If you want to animate multiple tiles, you can use the "Add 1 New" button to add more animations for the same tileset. Here's a brief summary of what each field does:

  • animations -> this pointer leads to N other pointers, one for each frame of your animation. For example, if you want your water to cycle through 4 tiles, then you want 4 frames, so animations will point to 4 pointers, and each of those pointers will point to your tiles. It's less confusing than it sounds.
  • frames -> this is the number of frames in your animation. A larger number means that the animation will use more images before restarting the cycle.
  • timer -> this decides how quickly your animation will run. The tick-rate will be 2^n. For example, if you pick '3', then your animation will update every 8 ticks of game time, or about 8 times per second. If you pick '4', then your animation will update every 16 ticks of the game, or about 4 times per second.
  • tiles -> the number of tiles that you want to animate. For example, flowers are usually 2x2 tiles, which means 4 tiles total. So a flower animation would have 4 tiles per frame.
  • tileOffset -> the index of the first tile you want the animation to replace.

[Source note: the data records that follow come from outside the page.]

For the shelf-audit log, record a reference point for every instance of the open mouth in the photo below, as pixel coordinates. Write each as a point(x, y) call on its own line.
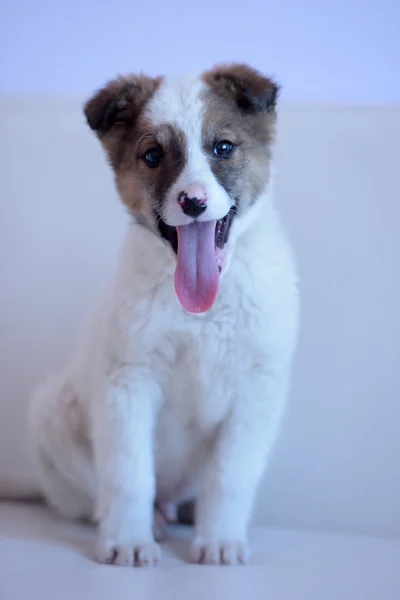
point(200, 247)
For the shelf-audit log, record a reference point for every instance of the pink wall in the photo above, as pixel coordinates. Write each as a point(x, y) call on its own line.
point(347, 50)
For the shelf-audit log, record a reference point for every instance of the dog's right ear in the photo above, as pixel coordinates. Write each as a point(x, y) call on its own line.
point(119, 102)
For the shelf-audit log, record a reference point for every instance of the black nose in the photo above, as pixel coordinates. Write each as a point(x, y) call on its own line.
point(192, 207)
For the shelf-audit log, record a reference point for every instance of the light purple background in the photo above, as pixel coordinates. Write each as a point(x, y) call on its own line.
point(346, 51)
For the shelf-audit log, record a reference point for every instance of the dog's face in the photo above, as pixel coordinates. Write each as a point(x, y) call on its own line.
point(190, 155)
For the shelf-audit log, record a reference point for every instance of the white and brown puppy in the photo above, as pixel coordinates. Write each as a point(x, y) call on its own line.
point(180, 381)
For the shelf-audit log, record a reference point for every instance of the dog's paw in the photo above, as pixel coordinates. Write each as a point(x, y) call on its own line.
point(131, 554)
point(213, 552)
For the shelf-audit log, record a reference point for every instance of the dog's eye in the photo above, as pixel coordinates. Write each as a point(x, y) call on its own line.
point(223, 149)
point(153, 157)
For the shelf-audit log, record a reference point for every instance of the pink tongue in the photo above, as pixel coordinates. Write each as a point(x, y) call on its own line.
point(197, 275)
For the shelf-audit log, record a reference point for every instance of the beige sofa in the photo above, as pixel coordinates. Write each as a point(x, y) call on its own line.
point(327, 519)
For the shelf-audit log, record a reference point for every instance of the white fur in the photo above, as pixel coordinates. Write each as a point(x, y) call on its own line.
point(161, 403)
point(179, 101)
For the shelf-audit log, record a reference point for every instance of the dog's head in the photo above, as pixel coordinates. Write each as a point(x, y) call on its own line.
point(189, 154)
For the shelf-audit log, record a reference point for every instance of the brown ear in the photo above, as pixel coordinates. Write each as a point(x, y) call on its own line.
point(250, 89)
point(119, 102)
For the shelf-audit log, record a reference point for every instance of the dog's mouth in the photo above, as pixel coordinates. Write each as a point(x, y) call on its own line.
point(200, 248)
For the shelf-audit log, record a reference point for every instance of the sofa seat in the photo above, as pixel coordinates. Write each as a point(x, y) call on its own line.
point(45, 558)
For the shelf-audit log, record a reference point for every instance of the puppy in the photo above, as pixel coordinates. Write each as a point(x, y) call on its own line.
point(179, 384)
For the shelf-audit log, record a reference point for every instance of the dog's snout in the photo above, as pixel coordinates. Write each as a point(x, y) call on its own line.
point(193, 200)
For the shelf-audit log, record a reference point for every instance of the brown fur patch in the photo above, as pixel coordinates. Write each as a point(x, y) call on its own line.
point(240, 108)
point(115, 113)
point(134, 175)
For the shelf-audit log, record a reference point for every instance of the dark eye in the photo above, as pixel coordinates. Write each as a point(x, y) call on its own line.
point(153, 157)
point(223, 148)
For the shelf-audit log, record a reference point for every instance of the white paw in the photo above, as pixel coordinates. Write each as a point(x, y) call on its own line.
point(130, 553)
point(213, 552)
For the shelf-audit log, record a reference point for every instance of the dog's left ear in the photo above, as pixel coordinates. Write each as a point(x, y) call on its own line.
point(251, 90)
point(119, 102)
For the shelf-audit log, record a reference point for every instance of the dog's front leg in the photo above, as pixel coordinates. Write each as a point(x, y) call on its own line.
point(234, 470)
point(124, 418)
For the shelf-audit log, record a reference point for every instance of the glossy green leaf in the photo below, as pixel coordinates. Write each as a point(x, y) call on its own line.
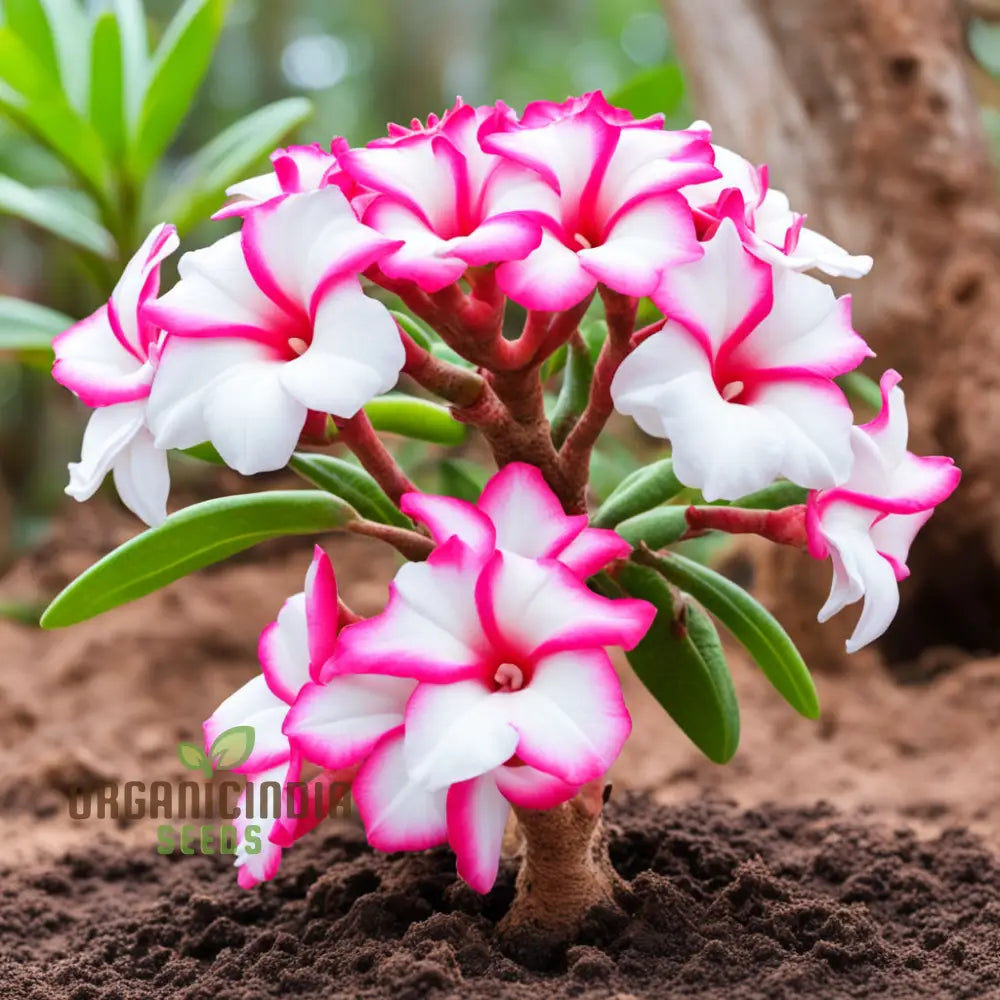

(4) Edit the table based on the animation you want. For example, here, I'm wanting to make a grass animation that has 4 tiles animating through 2 different states, and I want them to update every 16 ticks. I want this animation to replace the flowers in the general tileset, which start at tile 508.

(5) Double-click or Control+Click the animation pointer to go to your table of animation graphics. Each of them is null right now, so go ahead and click each one and choose "create new data" to create a new block of data to hold your new graphics.

(6) At this point, you want to go load the palette that your tileset uses, and you might want to examine the tile graphics as well. Go to the palette in your rom, then go to the tileset and note the address.

(7) Back at your animation graphics, click 'edit' to open the image editor. From here you can draw the new graphics for the animation, or copy/paste graphics from another source. Note that you can cycle through the available palettes until you find the one that the tileset will be using in-game.

(8) When you're done editing your animation frames, go back to the tileset data. You're ready to connect your new animations to your tileset! Change the animation pointer to point to your animation initialization routine, which is called graphics.maps.tilesets.animations.<yourname>.init

And now you're done! You should be able to load the tileset in game and see your tiles animating.